Northwest Arkansas Democrat-Gazette
Texas utility regulators stand pat on overcharges
AUSTIN, Texas — Texas utility regulators have rejected a recommendation that they reverse about $16 billion in overcharges for wholesale electricity that were racked up during the failure of the state’s utility grid last month because of a pricing error by the grid’s operator.
“It’s just nearly impossible to unscramble this sort of egg,” Arthur D’Andrea, the new chairwoman of the Public Utility Commission, said during a commission meeting Friday.
Potomac Economics, a Virginia-based firm that’s paid by the state to provide an arm’s-length assessment of the Texas power grid, recommended Thursday in a letter to the commission that the overcharges — which were billed to retail electric providers, distributors and others — be reversed by retroactively lowering wholesale electricity prices over a 32-hour period beginning Feb. 18.
The Electric Reliability Council of Texas oversees the state’s power grid. An independent grid monitor has said a pricing error by the agency during the recent weather emergency ended up resulting in $16 billion in overcharges for wholesale electricity billed to retail providers, distributors and others.
The overcharges occurred because the council kept wholesale prices at the maximum level allowable — $9,000 per megawatt hour — during that 32-hour period. The council should have stopped intervening by then and instead let supply and demand determine pricing, Potomac said.
Even if the commission were to reverse the overcharges, huge bills incurred by retail power providers, distributors and others would remain.

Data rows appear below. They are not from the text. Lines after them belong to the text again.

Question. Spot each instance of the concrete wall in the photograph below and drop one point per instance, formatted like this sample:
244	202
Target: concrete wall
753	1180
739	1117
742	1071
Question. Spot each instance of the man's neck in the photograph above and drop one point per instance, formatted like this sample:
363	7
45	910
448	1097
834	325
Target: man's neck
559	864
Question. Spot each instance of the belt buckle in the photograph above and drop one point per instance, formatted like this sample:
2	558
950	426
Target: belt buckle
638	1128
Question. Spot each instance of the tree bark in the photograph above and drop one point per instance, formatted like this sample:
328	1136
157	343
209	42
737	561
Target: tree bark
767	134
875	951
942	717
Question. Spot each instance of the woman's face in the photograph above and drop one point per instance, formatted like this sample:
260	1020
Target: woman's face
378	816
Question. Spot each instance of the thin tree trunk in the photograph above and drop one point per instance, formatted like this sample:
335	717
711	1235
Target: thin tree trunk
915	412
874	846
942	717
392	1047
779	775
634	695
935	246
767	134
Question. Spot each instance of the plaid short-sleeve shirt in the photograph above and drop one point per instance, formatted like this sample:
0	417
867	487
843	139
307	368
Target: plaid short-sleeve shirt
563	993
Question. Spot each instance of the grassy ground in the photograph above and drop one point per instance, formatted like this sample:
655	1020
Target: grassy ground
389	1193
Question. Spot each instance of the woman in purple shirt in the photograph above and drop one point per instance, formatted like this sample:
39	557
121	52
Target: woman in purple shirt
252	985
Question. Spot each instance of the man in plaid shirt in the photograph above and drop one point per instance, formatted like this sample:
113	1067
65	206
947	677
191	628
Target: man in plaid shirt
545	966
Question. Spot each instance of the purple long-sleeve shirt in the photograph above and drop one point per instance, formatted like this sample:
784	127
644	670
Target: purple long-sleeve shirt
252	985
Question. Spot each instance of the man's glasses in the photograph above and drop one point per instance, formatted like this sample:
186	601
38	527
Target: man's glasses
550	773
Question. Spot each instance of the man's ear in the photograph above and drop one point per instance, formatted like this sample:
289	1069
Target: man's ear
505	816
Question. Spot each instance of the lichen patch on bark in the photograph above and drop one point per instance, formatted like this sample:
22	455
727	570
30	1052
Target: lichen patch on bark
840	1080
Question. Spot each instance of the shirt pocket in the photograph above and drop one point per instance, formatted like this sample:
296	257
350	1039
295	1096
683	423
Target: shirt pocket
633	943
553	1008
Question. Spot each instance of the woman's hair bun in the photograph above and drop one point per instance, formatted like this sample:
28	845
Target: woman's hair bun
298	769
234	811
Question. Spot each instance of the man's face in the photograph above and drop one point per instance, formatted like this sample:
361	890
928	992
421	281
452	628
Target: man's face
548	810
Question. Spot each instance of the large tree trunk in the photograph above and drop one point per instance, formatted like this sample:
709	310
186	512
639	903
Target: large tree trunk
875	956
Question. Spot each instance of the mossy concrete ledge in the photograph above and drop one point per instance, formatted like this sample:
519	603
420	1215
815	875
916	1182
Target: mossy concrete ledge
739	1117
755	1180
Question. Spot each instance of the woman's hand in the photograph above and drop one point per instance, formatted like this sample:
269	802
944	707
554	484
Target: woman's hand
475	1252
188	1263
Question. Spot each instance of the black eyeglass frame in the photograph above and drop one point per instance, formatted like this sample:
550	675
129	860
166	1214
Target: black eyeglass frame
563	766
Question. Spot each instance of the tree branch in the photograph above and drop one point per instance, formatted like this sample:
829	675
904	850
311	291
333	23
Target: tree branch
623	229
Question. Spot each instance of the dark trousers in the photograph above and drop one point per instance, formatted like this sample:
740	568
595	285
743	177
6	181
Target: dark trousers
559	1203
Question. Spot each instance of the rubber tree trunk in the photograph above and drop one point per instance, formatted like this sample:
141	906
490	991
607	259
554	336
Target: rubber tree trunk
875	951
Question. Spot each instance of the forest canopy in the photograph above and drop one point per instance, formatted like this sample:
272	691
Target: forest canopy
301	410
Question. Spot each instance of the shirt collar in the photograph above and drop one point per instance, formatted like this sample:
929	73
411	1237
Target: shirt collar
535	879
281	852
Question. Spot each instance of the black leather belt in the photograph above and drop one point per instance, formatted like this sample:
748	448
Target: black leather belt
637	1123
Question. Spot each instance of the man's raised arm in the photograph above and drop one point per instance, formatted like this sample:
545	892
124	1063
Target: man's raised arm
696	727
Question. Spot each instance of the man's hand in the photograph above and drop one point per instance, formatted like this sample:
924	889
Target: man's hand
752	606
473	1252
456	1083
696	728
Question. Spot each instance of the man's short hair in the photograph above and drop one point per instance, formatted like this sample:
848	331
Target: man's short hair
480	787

According to Potomac, real-time market costs on the Texas grid totaled about $47 billion from Feb. 14-19 because of power outages during the crisis and the sky-high wholesale prices — compared with about $10 billion in real-time market costs for all of 2020.
During a brief discussion Friday of Potomac’s recommendation, D’Andrea said that resetting prices at this point would set off farreaching consequences that can’t be predicted but likely would trigger a new set of complications.